Such high expectations extend beyond tech stocks, even if they are toughest for AI darlings.

That helped offset a rise of 3.1 per cent for Alphabet. It jumped after Berkshire Hathaway said it built a $US4.9 billion ownership stake in Google’s parent company. Berkshire Hathaway, run by famed investor Warren Buffett, is notorious for trying to buy stocks only when they look like good values while avoiding anything that looks too expensive.

Another source of potential disappointment for Wall Street is what the Federal Reserve does with interest rates. The expectation had been that the Fed would keep cutting interest rates in hopes of shoring up the slowing job market. Wall Street loves lower rates because they can give a boost to the economy and to prices for investments.

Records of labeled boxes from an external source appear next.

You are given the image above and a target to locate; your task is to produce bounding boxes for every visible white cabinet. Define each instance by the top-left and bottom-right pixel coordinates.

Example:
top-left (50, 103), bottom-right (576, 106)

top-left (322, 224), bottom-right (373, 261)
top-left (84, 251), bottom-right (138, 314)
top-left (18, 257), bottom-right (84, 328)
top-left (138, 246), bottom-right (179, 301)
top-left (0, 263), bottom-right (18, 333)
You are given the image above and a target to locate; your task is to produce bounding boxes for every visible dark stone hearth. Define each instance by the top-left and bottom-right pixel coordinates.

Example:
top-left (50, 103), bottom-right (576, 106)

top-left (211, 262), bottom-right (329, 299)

But questions are rising about whether a third cut for the year will come out of the Fed’s next meeting in December, something that traders had earlier seen as very likely. The downside of lower interest rates is that they can make inflation worse, and inflation has stubbornly remained above the Fed’s 2 per cent target.

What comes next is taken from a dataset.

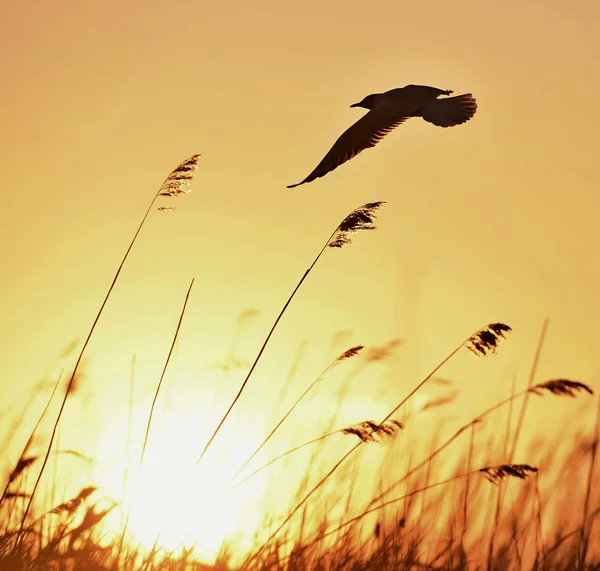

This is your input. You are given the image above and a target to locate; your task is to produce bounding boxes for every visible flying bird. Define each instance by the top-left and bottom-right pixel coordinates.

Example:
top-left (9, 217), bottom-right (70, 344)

top-left (288, 85), bottom-right (477, 188)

Fed officials have also pointed to the US government’s shutdown, which delayed the release of updates on the job market and other signals about the economy. With less information and less certainty about how things are going, some Fed officials have suggested it may be better to wait in December to get more clarity.

Now that the shutdown is over, the government is preparing to release September’s delayed jobs report on Thursday.

In 2026, the Fed is likely to cut interest rates only in response to a slowing economy instead of trying to cut ahead of it, according to Barry Bannister, chief equity strategist at Stifel. That’s not as good an environment for stock prices, and Bannister said the “Fed’s ‘free lunch’ is over.”